Bu felsefede dürüstlük esastı. Bu ilkeye karşı gelenlere çeşitli yaptırımlar uygulanır ve toplumun dışına itilirlerdi. Sosyal adalet ve barış Hacı Bektaş felsefesinde bu şekilde korunuyordu. Onun felsefesinin en önemli yanı, insan sevgisine dayalı olmasıdır. Şöyle ki dil, din ve ırk ayrımı gözetilmeksizin bütün insanların eşit olarak sevilmesini esas alır.
Bu konuda HBV’nin şu sözü çok tanınmıştır: “Dili, dini, ırkı ne olursa olsun, iyiler iyidir.” HBV’nin felsefesi kadın erkek eşitliğine dayanır. Kadınlara büyük saygı gösterilir. İbadete ve başka her törene (cem semah vs.) kadınla gidilir. Kadın sosyal hayattan dışlanmaz onun içindedir. Kadını korumak için, haklı bir sebep (aldatma, hırsızlıkla geçim sağlama, şiddet kullanma) olmadıkça boşanmayı uygun görememiştir. Miras hakkından kadın da, erkek gibi eşit olarak yararlanır.
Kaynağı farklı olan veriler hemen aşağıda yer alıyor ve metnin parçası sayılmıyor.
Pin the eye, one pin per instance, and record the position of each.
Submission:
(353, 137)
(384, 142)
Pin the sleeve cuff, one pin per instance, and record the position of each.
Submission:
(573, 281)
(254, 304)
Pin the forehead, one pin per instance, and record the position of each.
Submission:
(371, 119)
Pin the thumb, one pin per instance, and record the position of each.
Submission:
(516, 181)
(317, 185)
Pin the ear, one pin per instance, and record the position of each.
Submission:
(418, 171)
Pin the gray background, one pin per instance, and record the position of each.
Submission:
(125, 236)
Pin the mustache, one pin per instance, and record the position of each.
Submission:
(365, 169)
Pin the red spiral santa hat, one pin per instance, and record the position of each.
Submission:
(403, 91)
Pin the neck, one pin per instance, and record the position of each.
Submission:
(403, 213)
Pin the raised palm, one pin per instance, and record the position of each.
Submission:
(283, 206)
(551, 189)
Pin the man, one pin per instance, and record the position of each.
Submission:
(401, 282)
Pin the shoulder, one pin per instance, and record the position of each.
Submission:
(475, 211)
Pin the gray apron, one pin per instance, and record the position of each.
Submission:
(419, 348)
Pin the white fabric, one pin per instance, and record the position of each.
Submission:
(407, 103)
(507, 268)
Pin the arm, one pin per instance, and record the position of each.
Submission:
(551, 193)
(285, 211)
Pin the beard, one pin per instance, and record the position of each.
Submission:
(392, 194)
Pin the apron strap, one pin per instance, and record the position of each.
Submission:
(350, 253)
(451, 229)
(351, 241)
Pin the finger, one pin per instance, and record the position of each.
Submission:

Hacı Bektaş Veli’nin felsefesinde tasavvufi öğeler vardır. Tasavvufta amaç Tanrı’nın sırrına erişmek ve onunla bir olmaktır. Bu amaca erişmenin yolu ise Tanrısal aşktır. Aşık, her şeyde Tanrı’nın güzelliğini görür. İnsan bu güzelliğin bir parçasıdır. Tanrı, insanı yaratırken kendi nurunu ve güzelliğini (cemalini)[121] ona vermiştir. HBV’nin felsefesi bilim ve sevgi, saygı üzerine kuruludur ve Alevi Bektaşiliğin temel etik kuralları, HBV’nin 4 kapı, 40 makam öğretisinde toplanmıştır. Bektaş isminin 5 beş-taştan geldiğine veya ilgisi olduğuna inanılır. Çoban olarak baktığı hayvanları kendisinin yemediğini, kadı karşısında ispat etmesi için şahit istenir. HBV, gökte hava-güneş, yerde su-toprak ve tüm canlı mahlukat şahidim der. O an yer gök sallanır, mahkeme heyeti korkar, bunun üzerine, Hünkar hava, ateş, su, toprak ve canlıları temsilen 5 taş gelsin yeter der ve keşif yerinde 5 taş belirir. Bu 5 Beştaşlar bugün Hacıbektaş kasabasında Alevi toplumunun önemli ziyaret yerlerinden biridir. Aleviler için Hünkar Bektaş Serçeşme[122] suyun başıdır, Anadolu’da bu YOL ve inanç Onun tarafından yapılandırılmış ve Onun yolundan giden ulularca, bir çok kültür, bir kazanda kaynatılmıştır. HBV inançta soy geleneğini kaldırmış; Soyumdan değil, yolumdan gelen bu yolun yolcusudur demiştir. İbadetinizi dizinizle değil özünüzle, ve ana-dilde yapın. Kadınları okutun. İlimden gidilmeyen yolun sonu karanlıktır. Okunacak en büyük kitap insandır demiş. Kadınlara her alanda, cem yürütme dahil örnek Kadıncık Ana[123] eşitlik getirmiştir ve bir deyişinde şöyle buyurmuştur:

Erkek dişi sorulmaz muhabbetin dilinde
Hakkın yaratığı her şey yerli yerinde
Bizim nazarımızda kadın erkek farkı yok
Eksiklik, noksanlık senin görüşlerinde

HBV bu şekilde, kökten bir reform getirerek İslam şeriat kurallarını kaldırmış, bilim, insan sevgisi, akıl mantık, saygı, sosyal adalet, hak ve eşitlik ilkelerini esas alarak, bugünkü Alevi-Bektaşi inanç ve öğretisinin temelini atıp, kurumsallaştırmıştır.